Before the game came out, there was a lot of discussion about how much combat should be in a Star Trek game.  Websites looked at how much violence was in each one of the different series.  Some people did polls during open beta to see if a fan’s preference of one series over another had an influence on if they liked the balance of combat to non-combat missions in the game.  And currently, there are still a number of people who want to see more non-combat missions added to the game.

For me, I’ve been enjoying the game the way it is right now.  I wouldn’t be opposed to seeing more non-combat missions in the game.  When they do pop up, they are a nice break from blowing up ships from alien A, then from Alien B, then from Alien A again.  What I would hope though, is that when they start to include more non-combat missions, they also include more to do in them.  Right now, the player ends up talking to a series of people or scanning a number of objects.  All the player has to do is find the thing they’re looking for and press the right button to advance.  As an example, maybe in the future if we get a mission to deliver vaccines to a planet in need, we have to do a mini-game in sick bay to actually create the vaccines.  Doing so would probably involve a lot of work adding in code for the new functionality, but they really need to advance non-combat game play past “go here, press button to talk to X”.


2 Comments so far
Leave a comment

I love doing exploration missions, quickest way to level imo.
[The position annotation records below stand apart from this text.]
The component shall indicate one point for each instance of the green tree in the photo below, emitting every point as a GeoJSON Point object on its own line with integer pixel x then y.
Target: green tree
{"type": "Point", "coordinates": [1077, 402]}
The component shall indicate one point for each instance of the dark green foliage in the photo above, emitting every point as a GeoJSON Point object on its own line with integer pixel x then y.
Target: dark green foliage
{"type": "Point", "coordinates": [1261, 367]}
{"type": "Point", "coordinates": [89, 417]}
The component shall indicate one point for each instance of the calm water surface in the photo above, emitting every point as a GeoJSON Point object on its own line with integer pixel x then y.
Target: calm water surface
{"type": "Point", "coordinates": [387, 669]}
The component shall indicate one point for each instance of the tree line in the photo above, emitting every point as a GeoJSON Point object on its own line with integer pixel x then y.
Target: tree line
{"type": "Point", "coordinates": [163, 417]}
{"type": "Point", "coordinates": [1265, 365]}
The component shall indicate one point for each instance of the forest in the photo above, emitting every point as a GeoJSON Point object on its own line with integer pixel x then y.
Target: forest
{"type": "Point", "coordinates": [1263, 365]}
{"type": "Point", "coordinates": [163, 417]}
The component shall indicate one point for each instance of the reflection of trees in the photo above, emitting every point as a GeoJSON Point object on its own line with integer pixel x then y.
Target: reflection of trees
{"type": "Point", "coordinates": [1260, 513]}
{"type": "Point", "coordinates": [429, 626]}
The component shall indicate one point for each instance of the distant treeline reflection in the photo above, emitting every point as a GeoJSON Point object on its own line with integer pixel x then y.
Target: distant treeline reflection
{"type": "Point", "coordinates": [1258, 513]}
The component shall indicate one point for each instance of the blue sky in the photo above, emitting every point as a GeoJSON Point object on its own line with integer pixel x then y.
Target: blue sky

About adding non-combat missions to the game, I think it’s a good idea too (I’ll never say no to more content, no matter what it is) but I can see it being a challenge for the devs. Combat is an important aspect of many MMOs and it’s the reason a lot of us play them. Even though peaceful resolutions and diplomacy are a huge part of the Star Trek IP, the devs have to contend with the fact that a lot of people will probably skip through quest text…so any mission heavy on story will be out. People already complain enough about Fed-ex quests and what have you. This is an area where I think Crytpic is screwed no matter what it does. Fans are so hard to please 😛

Like you, I’m cool with the scanning for now; it fits the Star Trek world, there’s always a reasonable purpose given for it, and all the anomalous data you collect here and there is an added perk. By the way, pressing “V” will also direct you to scannable objects, makes it much easier to spam on data finding missions 😀

Comment by mmogamerchick

Personally I like the sector defense missions for grinding levels. I probably should focus more on the exploration missions just so I can get the badges needed to buy equipment.